The Hadoop component in DataStax Enterprise enables analytics to be run across DataStax Enterprise's distributed, shared-nothing architecture. Instead of using the Hadoop Distributed File System (HDFS), DataStax Enterprise uses Cassandra File System (CFS) keyspaces for the underlying storage layer.

In DataStax Enterprise, you can run analytics on your Cassandra data via the platform's built-in Hadoop integration. The Hadoop component in DataStax Enterprise is not meant to be a full Hadoop distribution, but rather enables analytics to be run across DataStax Enterprise's distributed, shared-nothing architecture. Instead of using the Hadoop Distributed File System (HDFS), DataStax Enterprise uses Cassandra File System (CassandraFS) keyspaces for the underlying storage layer. This provides replication, data location awareness, and takes full advantage of Cassandra's peer-to-peer architecture.

DataStax Enterprise supports running analytics on Cassandra data with the following Hadoop components:

  • MapReduce
  • Hive for running HiveQL queries on Cassandra data
  • Pig for exploring very large data sets
  • Apache Mahout for machine learning applications

Before starting an analytics/Hadoop node on a production cluster or data center, it is important to disable the virtual node configuration. You can skip this step to run the Hadoop getting started tutorial.

DataStax recommends using virtual nodes only in data centers running Cassandra real-time workloads. If you have enabled virtual nodes in Hadoop nodes, see Disabling virtual nodes.

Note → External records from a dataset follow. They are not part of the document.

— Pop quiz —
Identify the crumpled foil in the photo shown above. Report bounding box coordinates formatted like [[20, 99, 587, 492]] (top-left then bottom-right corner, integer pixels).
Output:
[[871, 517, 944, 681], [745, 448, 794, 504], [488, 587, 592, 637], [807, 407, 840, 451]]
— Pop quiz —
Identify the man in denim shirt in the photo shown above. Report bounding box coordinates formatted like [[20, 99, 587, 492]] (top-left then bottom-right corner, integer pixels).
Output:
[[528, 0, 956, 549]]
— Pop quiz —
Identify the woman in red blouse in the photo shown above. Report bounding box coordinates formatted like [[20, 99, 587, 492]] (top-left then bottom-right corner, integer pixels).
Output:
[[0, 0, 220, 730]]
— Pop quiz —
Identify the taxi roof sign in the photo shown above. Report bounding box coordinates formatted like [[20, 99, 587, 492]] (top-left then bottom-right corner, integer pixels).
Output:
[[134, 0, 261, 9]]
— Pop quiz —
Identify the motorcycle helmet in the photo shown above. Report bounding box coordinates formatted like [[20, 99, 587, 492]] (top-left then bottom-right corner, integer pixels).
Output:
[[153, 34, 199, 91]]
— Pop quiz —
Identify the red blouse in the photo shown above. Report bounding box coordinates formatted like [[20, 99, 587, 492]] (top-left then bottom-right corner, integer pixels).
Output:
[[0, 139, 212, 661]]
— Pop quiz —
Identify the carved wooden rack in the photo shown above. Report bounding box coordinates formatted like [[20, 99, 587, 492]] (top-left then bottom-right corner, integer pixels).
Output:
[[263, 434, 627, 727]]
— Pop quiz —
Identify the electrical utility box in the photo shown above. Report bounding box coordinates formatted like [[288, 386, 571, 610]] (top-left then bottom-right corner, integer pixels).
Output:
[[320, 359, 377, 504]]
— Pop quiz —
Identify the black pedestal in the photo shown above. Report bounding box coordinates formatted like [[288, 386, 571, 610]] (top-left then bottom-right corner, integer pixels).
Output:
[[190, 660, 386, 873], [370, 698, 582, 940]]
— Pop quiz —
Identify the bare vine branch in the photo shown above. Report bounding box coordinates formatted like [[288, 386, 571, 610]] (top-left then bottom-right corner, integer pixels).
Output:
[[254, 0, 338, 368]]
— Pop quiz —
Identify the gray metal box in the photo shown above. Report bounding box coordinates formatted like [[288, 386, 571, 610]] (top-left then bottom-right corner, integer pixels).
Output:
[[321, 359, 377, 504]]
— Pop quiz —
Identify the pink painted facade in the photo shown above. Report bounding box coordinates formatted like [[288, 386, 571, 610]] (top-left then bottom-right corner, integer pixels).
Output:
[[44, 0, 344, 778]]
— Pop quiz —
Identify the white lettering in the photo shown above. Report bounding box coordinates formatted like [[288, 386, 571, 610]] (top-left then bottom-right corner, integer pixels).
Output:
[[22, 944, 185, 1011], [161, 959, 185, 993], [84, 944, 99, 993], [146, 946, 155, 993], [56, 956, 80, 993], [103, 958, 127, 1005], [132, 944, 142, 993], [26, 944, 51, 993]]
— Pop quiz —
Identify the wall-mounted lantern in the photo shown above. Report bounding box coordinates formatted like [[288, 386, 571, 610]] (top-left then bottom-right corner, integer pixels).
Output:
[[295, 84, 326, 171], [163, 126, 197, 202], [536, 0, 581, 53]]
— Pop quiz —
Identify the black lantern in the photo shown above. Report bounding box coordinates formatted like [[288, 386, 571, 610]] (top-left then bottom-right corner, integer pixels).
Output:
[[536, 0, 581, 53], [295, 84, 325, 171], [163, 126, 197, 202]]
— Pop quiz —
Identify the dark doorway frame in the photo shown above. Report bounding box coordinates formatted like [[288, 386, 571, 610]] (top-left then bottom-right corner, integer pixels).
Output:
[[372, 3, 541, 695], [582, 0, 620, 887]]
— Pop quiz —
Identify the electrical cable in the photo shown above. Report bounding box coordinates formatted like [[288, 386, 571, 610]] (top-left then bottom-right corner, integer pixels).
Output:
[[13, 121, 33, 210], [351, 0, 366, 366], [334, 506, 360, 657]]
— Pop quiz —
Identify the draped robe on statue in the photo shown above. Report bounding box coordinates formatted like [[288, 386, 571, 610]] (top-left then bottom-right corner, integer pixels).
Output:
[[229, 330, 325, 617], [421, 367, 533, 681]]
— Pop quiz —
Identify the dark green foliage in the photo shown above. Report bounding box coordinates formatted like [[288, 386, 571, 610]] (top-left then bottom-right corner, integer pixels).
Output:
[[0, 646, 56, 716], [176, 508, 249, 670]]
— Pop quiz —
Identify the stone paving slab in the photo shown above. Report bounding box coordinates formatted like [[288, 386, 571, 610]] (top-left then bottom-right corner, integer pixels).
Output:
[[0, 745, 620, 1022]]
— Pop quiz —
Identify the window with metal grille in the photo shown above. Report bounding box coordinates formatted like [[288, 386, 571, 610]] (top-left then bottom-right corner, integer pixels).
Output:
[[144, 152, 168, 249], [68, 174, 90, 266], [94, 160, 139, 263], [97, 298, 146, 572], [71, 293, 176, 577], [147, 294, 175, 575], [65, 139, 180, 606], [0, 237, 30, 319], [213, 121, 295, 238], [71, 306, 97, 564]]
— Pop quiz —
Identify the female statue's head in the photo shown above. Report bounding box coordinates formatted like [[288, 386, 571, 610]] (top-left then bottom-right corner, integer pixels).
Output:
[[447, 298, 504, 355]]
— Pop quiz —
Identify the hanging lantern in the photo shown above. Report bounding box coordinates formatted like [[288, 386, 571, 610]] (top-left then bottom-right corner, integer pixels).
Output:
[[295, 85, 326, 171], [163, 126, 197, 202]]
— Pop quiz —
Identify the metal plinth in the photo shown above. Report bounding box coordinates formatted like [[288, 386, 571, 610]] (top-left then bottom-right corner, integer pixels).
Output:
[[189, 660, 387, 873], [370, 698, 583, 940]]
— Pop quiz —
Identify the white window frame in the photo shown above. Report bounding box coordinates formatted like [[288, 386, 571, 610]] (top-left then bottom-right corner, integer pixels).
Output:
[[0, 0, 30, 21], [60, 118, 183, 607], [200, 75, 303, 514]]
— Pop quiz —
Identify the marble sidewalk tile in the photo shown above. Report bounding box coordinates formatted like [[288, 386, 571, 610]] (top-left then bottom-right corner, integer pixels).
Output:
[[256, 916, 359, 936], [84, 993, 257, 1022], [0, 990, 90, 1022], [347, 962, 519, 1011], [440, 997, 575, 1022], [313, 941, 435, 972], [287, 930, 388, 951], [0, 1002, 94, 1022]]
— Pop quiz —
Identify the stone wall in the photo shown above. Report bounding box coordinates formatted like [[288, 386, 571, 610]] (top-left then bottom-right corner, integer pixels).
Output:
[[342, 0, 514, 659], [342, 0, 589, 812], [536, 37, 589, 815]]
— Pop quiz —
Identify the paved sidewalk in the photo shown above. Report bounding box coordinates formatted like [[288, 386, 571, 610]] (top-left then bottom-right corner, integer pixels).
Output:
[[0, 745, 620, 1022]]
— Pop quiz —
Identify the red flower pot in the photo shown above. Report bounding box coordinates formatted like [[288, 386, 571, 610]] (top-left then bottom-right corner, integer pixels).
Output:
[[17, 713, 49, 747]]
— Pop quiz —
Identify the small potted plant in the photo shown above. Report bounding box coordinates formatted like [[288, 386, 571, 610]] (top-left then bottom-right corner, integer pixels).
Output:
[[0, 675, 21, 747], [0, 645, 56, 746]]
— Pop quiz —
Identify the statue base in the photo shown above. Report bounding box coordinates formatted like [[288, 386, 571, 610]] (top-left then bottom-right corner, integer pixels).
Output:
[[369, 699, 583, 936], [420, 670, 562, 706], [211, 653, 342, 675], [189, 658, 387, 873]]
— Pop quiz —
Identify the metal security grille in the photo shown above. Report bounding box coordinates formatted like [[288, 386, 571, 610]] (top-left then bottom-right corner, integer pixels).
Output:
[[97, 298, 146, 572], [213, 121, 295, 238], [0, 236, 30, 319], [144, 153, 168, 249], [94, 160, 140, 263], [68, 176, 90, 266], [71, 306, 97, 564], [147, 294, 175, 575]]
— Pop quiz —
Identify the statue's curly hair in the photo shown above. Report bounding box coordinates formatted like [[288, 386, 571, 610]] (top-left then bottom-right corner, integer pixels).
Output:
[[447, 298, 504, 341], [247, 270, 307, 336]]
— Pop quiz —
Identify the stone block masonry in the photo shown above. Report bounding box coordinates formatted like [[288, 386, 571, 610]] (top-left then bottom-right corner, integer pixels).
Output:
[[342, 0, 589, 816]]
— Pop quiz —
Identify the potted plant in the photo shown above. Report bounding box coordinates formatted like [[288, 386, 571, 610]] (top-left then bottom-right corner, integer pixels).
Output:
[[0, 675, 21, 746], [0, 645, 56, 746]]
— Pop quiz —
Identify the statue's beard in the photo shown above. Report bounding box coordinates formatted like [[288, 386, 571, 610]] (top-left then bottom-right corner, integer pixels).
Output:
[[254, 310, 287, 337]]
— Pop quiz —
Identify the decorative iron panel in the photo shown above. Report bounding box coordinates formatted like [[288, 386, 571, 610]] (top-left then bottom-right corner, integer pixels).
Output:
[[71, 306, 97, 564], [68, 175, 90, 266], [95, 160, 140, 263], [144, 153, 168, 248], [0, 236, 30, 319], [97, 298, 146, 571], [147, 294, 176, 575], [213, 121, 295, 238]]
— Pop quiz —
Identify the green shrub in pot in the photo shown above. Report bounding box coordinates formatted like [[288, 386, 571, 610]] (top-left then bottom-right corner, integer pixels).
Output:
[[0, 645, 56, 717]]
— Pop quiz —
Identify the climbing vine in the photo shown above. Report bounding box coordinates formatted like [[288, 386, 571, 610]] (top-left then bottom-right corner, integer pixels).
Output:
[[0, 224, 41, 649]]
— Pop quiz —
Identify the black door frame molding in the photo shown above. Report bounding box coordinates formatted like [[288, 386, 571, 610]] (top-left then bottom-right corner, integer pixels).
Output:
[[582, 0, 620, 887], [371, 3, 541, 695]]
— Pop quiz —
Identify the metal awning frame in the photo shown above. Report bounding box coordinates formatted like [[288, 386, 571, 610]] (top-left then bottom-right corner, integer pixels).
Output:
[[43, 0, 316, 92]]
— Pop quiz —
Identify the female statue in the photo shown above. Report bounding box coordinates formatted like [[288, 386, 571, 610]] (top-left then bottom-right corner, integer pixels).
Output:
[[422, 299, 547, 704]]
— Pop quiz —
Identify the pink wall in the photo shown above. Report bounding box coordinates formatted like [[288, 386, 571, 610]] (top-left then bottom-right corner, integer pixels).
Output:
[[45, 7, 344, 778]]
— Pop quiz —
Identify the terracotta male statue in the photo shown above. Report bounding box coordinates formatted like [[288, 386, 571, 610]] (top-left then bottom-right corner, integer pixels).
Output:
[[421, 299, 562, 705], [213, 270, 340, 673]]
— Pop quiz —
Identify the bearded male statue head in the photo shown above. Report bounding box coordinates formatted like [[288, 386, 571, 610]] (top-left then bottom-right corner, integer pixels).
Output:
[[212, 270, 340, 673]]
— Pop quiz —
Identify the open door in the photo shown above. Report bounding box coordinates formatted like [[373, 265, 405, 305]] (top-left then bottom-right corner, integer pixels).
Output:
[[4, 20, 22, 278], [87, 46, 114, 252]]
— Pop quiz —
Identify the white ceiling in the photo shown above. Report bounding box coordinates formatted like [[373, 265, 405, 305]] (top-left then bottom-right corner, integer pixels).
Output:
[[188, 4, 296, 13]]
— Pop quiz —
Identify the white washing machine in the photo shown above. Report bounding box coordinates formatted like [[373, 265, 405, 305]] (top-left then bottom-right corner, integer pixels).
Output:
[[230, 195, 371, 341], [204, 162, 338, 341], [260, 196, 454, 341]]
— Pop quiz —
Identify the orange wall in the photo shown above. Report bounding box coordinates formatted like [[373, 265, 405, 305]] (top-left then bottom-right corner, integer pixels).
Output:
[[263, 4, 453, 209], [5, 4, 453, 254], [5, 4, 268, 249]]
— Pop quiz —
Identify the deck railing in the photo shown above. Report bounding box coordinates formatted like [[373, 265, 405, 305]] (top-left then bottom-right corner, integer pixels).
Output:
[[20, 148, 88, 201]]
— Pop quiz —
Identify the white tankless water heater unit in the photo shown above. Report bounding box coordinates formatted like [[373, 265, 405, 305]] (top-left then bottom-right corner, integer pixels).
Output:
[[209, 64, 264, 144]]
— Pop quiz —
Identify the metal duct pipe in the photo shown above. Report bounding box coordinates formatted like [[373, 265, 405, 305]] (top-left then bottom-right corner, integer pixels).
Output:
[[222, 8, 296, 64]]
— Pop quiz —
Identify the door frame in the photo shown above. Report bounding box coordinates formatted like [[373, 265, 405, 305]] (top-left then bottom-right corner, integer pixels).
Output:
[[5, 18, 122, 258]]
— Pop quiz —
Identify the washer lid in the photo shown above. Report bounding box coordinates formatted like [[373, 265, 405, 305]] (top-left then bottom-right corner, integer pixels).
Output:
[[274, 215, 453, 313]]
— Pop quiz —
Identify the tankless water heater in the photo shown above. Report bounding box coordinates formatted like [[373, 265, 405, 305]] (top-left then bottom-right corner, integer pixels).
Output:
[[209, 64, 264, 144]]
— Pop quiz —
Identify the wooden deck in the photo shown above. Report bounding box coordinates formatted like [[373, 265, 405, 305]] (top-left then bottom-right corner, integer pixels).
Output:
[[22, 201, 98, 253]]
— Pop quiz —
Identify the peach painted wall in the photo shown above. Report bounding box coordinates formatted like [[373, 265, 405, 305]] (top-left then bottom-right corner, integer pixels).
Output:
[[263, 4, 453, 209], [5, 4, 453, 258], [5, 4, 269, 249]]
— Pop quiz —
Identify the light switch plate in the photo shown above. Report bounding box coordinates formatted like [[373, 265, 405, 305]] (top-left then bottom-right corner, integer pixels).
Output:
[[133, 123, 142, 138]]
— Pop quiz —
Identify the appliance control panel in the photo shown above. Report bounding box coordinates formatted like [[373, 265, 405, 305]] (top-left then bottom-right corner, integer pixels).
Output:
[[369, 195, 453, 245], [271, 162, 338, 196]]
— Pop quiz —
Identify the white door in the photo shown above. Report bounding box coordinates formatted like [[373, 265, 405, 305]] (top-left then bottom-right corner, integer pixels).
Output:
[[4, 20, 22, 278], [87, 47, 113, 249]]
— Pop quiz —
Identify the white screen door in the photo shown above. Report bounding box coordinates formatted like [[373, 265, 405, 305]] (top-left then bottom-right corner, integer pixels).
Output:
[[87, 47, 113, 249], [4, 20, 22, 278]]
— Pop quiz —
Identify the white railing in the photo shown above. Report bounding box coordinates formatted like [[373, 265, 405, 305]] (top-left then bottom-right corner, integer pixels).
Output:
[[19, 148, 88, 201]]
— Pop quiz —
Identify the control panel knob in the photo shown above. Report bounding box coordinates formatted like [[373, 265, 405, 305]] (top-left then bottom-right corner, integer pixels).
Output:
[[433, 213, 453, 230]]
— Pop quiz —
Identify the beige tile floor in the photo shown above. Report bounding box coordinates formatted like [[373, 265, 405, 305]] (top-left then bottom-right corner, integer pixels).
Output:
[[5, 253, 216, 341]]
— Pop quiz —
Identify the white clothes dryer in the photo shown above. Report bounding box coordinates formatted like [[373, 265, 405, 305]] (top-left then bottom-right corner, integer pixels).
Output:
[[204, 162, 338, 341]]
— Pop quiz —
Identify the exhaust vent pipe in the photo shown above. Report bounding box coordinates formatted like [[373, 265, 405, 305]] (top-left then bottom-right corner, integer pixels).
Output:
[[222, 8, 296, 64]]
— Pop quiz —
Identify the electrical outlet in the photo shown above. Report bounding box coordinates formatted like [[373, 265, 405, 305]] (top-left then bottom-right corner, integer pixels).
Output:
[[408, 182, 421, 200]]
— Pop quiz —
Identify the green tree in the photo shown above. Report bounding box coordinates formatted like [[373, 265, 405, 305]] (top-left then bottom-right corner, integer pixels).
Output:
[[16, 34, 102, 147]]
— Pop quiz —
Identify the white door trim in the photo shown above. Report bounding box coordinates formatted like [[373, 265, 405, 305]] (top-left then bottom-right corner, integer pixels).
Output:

Starting a DSE Analytics node 

The way you start up a DSE Analytics node depends on the type of installation:

  • Tarball installs:

    From the installation directory:

    $ bin/dse cassandra -t
  • Packaged installation:
    1. Enable Hadoop mode by setting this option in /etc/default/dse:
      HADOOP_ENABLED=1
    2. Use this command to start the service:
      $ sudo service dse start

Stopping a DSE Analytics node 

The way you stop up a DSE Analytics node depends on the type of installation:

  • Tarball installs:
    1. From the install directory:
      $ bin/dse cassandra-stop
    2. Check that the dse process has stopped.
      $ ps auwx | grep dse
      If the dse process stopped, the output should be minimal, for example:
      jdoe  12390 0.0 0.0  2432768   620 s000  R+ 2:17PM   0:00.00 grep dse

      If the output indicates that the dse process is not stopped, rerun the cassandra-stop command using the process ID (PID) from the top of the output.

      bin/dse cassandra-stop PID
  • Packaged installation:
    $ sudo service dse stop